# Extract Records from .mrc Through Matching
Given a list of unique identifiers (ISBns, DOIs, URLs, ect.), extract the records containing those identifiers.

## 1. Open the MARC file the records are being extracted from and the file the selected records are going into

In [1]:
from pathlib import Path
MARC_FILE_LOCATION = Path('C:\\', 'Users', 'ereiskind', 'Downloads', 'MyMarcRecords.mrc')
NEW_MARC_FILE_LOCATION = Path('C:\\', 'Users', 'ereiskind', 'OneDrive - Florida State University', 'Attachments', 'OxfordScholarship_20210430.mrc')

starting_MARC_file = open(MARC_FILE_LOCATION, 'rb')
new_MARC_file = open(NEW_MARC_FILE_LOCATION, 'wb')

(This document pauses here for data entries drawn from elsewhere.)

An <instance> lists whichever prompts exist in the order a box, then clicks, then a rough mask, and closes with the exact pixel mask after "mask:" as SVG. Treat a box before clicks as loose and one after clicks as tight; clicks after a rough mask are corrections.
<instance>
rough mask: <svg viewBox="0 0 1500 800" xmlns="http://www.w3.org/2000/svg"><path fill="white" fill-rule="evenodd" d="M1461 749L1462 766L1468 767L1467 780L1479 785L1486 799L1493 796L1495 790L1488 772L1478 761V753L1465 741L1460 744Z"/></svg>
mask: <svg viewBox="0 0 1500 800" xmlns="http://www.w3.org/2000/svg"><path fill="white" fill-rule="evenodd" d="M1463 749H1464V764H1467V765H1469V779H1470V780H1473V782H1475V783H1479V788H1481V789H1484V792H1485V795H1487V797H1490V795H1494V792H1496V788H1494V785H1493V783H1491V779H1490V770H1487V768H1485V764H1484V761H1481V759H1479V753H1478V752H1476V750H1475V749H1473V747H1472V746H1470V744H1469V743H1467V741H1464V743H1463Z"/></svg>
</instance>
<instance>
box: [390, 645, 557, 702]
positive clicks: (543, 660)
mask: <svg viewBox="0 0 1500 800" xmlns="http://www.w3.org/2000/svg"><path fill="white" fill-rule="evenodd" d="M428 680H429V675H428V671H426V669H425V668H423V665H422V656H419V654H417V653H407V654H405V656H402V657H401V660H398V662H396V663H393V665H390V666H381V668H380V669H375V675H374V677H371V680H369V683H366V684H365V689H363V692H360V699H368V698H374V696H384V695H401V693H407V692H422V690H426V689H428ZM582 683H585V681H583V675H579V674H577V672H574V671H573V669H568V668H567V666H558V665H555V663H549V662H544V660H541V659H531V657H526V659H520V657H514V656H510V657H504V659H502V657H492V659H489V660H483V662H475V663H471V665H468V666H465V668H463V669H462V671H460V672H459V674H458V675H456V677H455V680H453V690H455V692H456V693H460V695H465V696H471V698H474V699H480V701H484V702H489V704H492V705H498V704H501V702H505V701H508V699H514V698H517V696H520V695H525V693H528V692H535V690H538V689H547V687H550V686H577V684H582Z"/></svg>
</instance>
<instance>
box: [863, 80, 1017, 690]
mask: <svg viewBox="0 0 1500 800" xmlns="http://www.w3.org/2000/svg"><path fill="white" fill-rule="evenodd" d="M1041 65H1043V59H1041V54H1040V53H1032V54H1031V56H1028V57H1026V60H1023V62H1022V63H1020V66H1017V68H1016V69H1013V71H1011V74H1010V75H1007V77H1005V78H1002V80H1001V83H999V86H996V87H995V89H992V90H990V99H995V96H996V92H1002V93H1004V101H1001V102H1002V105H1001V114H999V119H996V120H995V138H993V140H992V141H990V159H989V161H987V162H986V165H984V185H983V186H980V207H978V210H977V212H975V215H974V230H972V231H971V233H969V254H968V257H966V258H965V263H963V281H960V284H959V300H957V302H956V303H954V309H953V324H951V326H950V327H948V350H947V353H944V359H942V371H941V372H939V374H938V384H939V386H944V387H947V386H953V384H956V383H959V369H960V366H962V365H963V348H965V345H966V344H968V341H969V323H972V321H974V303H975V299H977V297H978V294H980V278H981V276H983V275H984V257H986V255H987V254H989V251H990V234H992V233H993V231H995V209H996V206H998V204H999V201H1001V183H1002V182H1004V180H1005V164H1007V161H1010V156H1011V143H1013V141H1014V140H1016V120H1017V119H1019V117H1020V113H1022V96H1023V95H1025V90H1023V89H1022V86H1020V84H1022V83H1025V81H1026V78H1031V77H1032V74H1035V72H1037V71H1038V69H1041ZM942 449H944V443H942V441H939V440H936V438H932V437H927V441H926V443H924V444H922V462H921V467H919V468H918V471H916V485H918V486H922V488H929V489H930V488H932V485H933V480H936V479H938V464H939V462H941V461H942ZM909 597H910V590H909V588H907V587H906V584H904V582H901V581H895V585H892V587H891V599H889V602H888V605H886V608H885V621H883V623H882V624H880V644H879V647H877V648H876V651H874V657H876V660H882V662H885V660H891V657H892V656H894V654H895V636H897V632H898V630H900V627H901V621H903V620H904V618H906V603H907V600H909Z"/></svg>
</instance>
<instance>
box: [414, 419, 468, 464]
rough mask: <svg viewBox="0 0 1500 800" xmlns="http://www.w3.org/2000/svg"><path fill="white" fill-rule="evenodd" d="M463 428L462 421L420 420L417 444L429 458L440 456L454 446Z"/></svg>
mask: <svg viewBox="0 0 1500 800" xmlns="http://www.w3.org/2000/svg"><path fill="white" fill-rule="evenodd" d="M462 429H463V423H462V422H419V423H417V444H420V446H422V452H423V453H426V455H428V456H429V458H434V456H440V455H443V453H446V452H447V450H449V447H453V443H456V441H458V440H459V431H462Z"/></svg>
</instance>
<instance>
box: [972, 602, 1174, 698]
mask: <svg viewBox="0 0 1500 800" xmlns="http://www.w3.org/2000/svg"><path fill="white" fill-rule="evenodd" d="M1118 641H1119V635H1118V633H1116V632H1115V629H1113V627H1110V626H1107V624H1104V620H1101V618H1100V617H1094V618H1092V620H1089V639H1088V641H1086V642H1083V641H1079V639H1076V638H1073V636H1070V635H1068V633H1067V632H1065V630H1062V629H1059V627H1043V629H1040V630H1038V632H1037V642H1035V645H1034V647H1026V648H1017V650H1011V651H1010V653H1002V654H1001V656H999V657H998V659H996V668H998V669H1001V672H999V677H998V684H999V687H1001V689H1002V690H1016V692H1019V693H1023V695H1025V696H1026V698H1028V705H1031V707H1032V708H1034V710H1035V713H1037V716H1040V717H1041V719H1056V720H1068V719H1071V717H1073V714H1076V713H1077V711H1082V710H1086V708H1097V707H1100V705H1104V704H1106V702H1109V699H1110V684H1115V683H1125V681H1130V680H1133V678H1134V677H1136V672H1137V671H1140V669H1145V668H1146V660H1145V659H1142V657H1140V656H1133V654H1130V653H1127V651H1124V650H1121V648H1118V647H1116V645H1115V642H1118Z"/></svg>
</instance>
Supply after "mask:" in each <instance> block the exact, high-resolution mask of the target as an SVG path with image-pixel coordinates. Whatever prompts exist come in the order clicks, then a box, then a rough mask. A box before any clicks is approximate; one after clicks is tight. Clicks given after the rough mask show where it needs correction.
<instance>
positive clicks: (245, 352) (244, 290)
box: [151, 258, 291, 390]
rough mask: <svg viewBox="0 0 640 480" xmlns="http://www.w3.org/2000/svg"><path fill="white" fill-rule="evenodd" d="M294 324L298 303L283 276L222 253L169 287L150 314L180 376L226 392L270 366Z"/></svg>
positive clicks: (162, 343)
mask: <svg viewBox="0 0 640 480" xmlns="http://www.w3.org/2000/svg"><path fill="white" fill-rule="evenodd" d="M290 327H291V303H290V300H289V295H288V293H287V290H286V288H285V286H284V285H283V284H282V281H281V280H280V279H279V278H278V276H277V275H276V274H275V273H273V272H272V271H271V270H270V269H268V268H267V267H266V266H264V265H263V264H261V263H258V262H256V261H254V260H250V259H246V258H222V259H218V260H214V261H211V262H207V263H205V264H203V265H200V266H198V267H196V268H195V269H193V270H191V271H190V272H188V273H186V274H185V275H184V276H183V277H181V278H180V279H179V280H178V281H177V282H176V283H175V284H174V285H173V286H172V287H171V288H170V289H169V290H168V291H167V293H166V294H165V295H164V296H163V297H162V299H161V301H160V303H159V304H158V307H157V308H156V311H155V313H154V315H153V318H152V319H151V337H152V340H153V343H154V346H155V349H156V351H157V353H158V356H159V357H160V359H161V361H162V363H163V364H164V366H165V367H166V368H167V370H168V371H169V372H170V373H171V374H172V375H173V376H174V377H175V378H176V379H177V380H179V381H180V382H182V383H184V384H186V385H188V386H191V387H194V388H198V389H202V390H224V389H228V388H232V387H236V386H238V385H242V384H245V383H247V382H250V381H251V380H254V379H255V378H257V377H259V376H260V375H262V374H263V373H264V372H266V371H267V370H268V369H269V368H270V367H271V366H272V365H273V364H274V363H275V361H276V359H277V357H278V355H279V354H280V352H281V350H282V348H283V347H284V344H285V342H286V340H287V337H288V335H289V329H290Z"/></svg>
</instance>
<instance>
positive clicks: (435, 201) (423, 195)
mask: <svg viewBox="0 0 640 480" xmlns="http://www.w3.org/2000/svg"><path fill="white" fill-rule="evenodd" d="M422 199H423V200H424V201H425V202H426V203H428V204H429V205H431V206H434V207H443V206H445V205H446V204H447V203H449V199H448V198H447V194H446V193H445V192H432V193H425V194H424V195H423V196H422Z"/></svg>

## 2. Create the list of identifiers
1. Add the unique identifiers to the cell below as a string with one identifier per line
2. Set `identifier_field` to a string of the field and possible subfield the identifiers are being compared against; if a subfield is included, use "$" as the delimeter

In [2]:
identifiers = """
"""
identifiers = identifiers.split("\n")[1:-1] # The splice removes elements created by having the opening and closing quotes on their own lines

identifier_field = "856$u"

## 3. Check the identifiers against the records
This includes keeping a list of the matched identifiers

In [3]:
from pymarc import MARCReader, Record
import sys

MARCfile = MARCReader(starting_MARC_file)
matched_identifiers = []

for record in MARCfile: # MARC records must be outer loop--when attempting to use them as inner loop, they don't reset for each outer loop iteration, so they're only checked against the first item in "identifiers"
    if identifier_field == "856$u":
        for identifier in identifiers:
            if identifier not in record['856']['u']:
                continue
            else:
                new_MARC_file.write(record.as_marc())
                matched_identifiers.append(identifier)
                break
    else:
        print(f"The MARC tag {identifier_field} hasn't been matched to a PyMARC tag in this program. The program is exiting.")
        starting_MARC_file.close()
        new_MARC_file.close()
        sys.exit()

## 4. Output the identifiers not matched

In [None]:
if len(matched_identifiers) < len(identifiers):
    identifiers_not_matched = []
    
    for identifier in identifiers:
        if identifier not in matched_identifiers:
            identifiers_not_matched.append(identifier)

print(identifiers_not_matched)

## 4. Close the MARC files
To create a .mrk file from these MARC files, this notebook needs to be closed.

In [4]:
starting_MARC_file.close()
new_MARC_file.close()